Antivirus software companies run a constant campaign to update their software with the ability to recognize and inoculate or cure systems. “Firewall software” is used in an attempt to prevent connections from computers that do not seek to benignly communicate with a user’s computer, but instead send an invading force of malware.
The reality is that an unprotected computer attached to the internet would be compromised from intrusion attempts or malware introduction within minutes, if not seconds.
We have seen the somewhat surprising amount of record keeping our computers do without our knowledge. Since few users have the skill to develop their own operating system (although with systems such as “Linux”, this is possible), encryption is the only method of keeping a computer entirely private.
Encryption is a process (carried out by software) of scrambling all the 1’s and 0’s discussed earlier into an incredibly complicated code that requires a “key” to translate. If an examiner looks at a drive that has been encrypted and does not have the key, the data will be totally incomprehensible.
Recognizing a market need for privacy and security, Microsoft has, for years, included encryption as an option in Microsoft Windows. The web browser “Firefox” encrypts the temporary files it downloads.
As with all locks, the location of a key is a fundamental weakness, leading to some encryption software being defeated in a few key strokes. Others, such as open source “True Crypt” have staggering protection. Using encryption keys that are 256 –bit (256 1’s and 0’s lined up), it produces a number of possible codes greater than all the atoms in all the stars in our galaxy.
Encryption is often referred to as a method of hiding illegal material or activities on a computer. This is true, in the same way front doors on houses hide illegal activity inside.
One odd term often used in computer forensics is “Hash Value”. Hashing is a method of taking the data contained into a file and representing it with a short string of numbers and letters. The term is derived from its use in cooking, where component parts are chopped and mixed to produce a different result. A somewhat awkward analogy would be looking at a hash value as the “unique serial number” for a file. This number is much smaller than the file itself, and is produced by complicated processes that are defined by the particular hash protocol that is used.

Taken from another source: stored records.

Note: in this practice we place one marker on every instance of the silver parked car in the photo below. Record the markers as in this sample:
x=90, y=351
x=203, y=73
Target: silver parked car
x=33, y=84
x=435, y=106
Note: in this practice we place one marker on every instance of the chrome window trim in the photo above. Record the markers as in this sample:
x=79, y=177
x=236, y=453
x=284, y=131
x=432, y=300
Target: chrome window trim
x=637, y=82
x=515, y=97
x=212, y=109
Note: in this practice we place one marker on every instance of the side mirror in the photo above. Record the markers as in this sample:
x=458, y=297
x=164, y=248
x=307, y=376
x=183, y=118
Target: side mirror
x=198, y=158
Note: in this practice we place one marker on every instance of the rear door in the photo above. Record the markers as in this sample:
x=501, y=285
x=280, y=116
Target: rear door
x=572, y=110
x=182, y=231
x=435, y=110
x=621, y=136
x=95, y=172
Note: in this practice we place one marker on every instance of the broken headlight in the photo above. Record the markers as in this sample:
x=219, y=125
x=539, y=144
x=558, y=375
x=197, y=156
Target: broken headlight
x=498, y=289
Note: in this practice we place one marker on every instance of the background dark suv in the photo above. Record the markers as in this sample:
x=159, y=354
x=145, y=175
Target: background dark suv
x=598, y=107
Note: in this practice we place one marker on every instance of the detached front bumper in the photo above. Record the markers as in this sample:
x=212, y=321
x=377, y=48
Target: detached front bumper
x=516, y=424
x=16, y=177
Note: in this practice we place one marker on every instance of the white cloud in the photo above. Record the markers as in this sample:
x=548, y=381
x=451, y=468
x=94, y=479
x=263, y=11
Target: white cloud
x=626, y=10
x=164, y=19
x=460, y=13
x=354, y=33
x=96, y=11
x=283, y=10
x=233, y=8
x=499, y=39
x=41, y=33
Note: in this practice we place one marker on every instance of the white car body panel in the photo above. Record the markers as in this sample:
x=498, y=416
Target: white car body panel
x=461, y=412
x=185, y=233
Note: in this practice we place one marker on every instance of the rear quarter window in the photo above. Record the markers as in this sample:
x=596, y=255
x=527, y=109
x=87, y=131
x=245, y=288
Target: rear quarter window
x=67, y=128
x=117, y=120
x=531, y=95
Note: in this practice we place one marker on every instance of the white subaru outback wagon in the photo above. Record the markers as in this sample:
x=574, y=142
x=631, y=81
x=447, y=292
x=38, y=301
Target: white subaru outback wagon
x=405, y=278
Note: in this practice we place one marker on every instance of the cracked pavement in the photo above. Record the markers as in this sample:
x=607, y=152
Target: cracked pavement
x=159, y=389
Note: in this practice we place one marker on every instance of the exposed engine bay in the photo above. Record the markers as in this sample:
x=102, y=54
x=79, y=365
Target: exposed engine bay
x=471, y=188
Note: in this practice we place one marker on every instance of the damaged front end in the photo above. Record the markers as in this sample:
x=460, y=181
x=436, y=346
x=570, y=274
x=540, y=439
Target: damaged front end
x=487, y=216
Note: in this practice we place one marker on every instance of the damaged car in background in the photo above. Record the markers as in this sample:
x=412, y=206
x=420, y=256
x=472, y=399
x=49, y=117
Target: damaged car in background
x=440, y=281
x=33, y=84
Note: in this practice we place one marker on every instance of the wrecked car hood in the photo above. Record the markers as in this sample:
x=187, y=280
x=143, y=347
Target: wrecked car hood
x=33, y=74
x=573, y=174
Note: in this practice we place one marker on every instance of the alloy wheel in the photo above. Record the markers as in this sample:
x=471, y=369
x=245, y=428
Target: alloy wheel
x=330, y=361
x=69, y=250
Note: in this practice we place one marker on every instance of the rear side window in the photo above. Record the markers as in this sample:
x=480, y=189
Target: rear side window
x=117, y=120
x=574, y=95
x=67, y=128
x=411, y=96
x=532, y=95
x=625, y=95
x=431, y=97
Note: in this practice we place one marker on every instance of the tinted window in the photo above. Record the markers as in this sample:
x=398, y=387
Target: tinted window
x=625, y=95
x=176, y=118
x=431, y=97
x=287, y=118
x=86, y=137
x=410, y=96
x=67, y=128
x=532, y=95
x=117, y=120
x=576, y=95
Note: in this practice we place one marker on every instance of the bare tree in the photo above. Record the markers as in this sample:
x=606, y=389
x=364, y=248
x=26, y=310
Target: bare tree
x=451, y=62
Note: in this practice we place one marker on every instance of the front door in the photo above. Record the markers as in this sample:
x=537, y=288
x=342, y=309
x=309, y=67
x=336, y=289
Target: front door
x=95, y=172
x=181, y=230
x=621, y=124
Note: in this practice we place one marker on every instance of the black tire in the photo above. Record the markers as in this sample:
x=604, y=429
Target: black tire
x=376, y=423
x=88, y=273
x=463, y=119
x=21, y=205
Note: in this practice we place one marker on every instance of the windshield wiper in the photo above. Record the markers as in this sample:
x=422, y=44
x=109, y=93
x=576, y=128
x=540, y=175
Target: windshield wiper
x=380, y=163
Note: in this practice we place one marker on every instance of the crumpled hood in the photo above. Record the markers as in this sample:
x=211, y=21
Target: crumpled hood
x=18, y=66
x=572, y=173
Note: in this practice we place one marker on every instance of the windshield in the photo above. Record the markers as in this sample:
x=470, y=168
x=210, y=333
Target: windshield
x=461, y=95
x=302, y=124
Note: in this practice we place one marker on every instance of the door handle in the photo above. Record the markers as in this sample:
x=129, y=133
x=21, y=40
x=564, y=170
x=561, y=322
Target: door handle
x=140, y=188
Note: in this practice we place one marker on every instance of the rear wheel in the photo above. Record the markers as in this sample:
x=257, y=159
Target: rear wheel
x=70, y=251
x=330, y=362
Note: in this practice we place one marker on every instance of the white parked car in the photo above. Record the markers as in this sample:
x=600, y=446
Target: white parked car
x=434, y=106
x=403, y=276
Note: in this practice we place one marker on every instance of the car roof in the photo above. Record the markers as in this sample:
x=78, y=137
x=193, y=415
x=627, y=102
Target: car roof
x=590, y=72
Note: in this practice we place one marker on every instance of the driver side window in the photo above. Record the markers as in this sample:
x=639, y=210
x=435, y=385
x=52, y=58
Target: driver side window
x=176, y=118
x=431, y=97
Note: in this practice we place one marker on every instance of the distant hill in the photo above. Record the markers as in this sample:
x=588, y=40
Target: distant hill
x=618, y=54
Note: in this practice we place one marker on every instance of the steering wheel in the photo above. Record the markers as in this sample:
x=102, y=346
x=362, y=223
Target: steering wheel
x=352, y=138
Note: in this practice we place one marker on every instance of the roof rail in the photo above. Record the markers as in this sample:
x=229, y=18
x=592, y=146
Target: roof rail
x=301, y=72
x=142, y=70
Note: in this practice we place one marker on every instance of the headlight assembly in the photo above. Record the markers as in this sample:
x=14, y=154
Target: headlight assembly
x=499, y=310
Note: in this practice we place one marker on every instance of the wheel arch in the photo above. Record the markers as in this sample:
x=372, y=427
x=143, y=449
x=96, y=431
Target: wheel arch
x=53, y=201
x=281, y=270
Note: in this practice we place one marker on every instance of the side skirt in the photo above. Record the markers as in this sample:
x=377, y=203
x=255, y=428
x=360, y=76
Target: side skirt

A comprehensive understanding of how hashing works is beyond the scope of this page. The significance of a hash value for a file is that it is unique. It is generally accepted that no two files will have the same hash number. This allows computer forensic examiners to conduct an examination of a computer with two useful lists of file serial numbers:
- Files that should be ignored, as they are part of an operating system or widely used program. Since nothing interesting will be found in these files, they may be excluded (in some circumstances) from examination.
- Files that are illegal material. Authorities in the United States and Canada keep comprehensive lists of the hash values for all known child abuse imagery or other illegal material. Having the list of serial numbers makes it easier to search for such material on a given computer without having to actually look through the thousands of images and movies that will show up in such a search.
While it is theoretically possible to create a second file with the same hash value intentionally, the practical reality is no two files you ever run into will have the same hash value.